Service history is very important. cambelt/water pump every 65k miles or 5 years which ever comes first, dash instruments (dashpod) read correctly, coolant temp reaches 90 within a couple of miles & stays there.
Get written confirmation of cambelt/water pump change or reduce price by £500 & get it replaced ASAP.
If it has xenon headlights, make sure the headlight washers work, MOT fail.
3.2 V6 no turbo or cambelt to worry about, so should be more reliable, DSG may be weak link, unless you can find a manual.& a nicer exhaust note.
Don't rush into it.
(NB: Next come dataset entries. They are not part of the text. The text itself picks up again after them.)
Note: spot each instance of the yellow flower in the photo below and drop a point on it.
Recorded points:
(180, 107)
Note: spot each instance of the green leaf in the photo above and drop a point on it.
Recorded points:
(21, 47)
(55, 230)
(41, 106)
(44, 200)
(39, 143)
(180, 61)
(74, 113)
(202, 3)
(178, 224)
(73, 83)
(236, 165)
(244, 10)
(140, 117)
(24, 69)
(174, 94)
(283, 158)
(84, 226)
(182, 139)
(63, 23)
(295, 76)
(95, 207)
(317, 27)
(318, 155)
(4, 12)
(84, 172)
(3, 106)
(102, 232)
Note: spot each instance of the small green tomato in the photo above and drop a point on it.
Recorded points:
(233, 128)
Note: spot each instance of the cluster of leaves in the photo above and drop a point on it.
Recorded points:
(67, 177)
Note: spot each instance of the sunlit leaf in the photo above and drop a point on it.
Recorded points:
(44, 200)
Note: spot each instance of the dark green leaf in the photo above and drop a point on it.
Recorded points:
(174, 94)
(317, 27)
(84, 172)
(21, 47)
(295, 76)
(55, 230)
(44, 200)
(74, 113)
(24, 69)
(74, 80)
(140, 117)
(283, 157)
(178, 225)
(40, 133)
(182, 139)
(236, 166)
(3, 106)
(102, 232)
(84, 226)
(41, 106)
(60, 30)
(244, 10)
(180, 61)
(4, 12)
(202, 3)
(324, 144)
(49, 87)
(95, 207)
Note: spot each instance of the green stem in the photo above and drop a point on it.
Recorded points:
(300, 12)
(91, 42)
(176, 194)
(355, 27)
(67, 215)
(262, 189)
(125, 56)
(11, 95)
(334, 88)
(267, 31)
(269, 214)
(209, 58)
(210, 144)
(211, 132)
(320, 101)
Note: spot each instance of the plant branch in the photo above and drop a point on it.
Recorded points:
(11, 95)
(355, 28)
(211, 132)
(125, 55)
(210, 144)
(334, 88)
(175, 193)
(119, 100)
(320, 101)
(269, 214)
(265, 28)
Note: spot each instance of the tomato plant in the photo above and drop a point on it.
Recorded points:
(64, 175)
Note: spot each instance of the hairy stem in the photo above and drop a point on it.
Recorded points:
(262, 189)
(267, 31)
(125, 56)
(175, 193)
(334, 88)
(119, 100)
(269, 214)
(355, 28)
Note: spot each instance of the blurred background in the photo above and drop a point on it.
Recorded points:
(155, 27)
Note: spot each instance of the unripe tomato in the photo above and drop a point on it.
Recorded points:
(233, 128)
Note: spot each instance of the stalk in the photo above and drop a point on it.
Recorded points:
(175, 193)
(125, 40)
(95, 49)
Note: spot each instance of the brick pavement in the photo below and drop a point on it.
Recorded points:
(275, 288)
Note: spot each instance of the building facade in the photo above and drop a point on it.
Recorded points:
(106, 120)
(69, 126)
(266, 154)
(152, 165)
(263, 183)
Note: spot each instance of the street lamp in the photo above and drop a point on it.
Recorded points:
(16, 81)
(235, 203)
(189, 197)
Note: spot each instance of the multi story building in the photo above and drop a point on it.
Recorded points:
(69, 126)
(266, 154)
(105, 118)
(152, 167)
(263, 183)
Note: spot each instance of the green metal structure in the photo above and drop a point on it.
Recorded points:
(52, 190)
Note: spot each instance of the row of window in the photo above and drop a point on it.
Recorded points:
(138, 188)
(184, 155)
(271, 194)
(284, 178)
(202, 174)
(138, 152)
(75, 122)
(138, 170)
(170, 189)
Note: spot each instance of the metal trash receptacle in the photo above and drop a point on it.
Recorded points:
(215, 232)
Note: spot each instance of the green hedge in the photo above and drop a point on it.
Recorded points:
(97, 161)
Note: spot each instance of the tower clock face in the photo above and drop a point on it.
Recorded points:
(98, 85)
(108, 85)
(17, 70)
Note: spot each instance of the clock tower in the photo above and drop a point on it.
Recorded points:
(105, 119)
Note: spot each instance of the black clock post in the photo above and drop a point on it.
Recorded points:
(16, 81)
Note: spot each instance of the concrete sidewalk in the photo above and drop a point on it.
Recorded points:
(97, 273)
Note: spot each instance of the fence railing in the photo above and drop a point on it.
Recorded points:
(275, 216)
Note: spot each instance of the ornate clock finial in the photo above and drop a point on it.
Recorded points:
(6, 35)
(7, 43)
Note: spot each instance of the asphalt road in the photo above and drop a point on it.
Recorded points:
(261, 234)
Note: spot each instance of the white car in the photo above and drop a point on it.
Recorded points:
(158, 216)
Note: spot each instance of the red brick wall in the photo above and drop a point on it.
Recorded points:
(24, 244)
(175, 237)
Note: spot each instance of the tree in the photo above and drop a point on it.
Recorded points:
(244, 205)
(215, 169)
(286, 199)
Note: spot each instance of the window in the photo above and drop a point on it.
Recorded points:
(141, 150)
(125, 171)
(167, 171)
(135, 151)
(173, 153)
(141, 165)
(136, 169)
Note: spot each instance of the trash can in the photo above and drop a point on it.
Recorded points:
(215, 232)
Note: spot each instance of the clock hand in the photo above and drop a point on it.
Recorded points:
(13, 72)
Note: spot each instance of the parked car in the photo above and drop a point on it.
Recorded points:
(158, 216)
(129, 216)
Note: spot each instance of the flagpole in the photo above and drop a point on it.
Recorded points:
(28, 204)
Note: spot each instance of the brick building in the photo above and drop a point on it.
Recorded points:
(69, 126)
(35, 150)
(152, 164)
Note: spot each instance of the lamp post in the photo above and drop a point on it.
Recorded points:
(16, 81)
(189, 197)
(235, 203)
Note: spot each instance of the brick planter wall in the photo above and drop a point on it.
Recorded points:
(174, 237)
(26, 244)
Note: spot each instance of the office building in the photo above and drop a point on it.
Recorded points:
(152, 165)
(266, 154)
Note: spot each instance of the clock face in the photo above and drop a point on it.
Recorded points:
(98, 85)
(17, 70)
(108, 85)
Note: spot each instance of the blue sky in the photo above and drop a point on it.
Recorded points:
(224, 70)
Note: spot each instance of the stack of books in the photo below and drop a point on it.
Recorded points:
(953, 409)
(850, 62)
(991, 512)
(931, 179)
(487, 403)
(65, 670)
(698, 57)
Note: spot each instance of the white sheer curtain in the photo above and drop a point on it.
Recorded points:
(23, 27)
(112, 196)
A good TT is a wonderful car, a bad un can be a money pit.
Plenty of good uns out there, but probably more bad uns, *so as I said don't rush into it.*
A cheap TT, could be the most expensive car you've ever bought.
Hoggy.


----------



## MattG90 (Jan 31, 2014)

Thanks for welcomes 

I'm hoping it won't be too long till I find one!

If anyone spots a decent one please let me know!

And Hoggy, I didn't actually it's things Iv read on google etc but there's a couple other bits I didn't know in your post so thanks


----------



## Lollypop86 (Oct 26, 2013)

Hai and Welcome!

J
xx


----------



## cabhappy (Jan 31, 2014)

hi, welcome, i'm new on here aswell , been reading through your forum dont know whether you got my message but i have a tt convertible 225 baseball interior, silver 118k mot'd - aug taxed til febuary, i'm in cumbria.
timing belt, water pump and thermostat has been done last year , thanks cliff


----------



## MattG90 (Jan 31, 2014)

Lollypop86 said:


> Hai and Welcome!
> 
> J
> xx


Thanks


----------



## MattG90 (Jan 31, 2014)

cabhappy said:


> hi, welcome, i'm new on here aswell , been reading through your forum dont know whether you got my message but i have a tt convertible 225 baseball interior, silver 118k mot'd - aug taxed til febuary, i'm in cumbria.
> timing belt, water pump and thermostat has been done last year , thanks cliff


Hi and thanks  
No sorry I must have missed it, sounds good but unfortunately not looking for a convertible sorry, but good luck with your sale tho


----------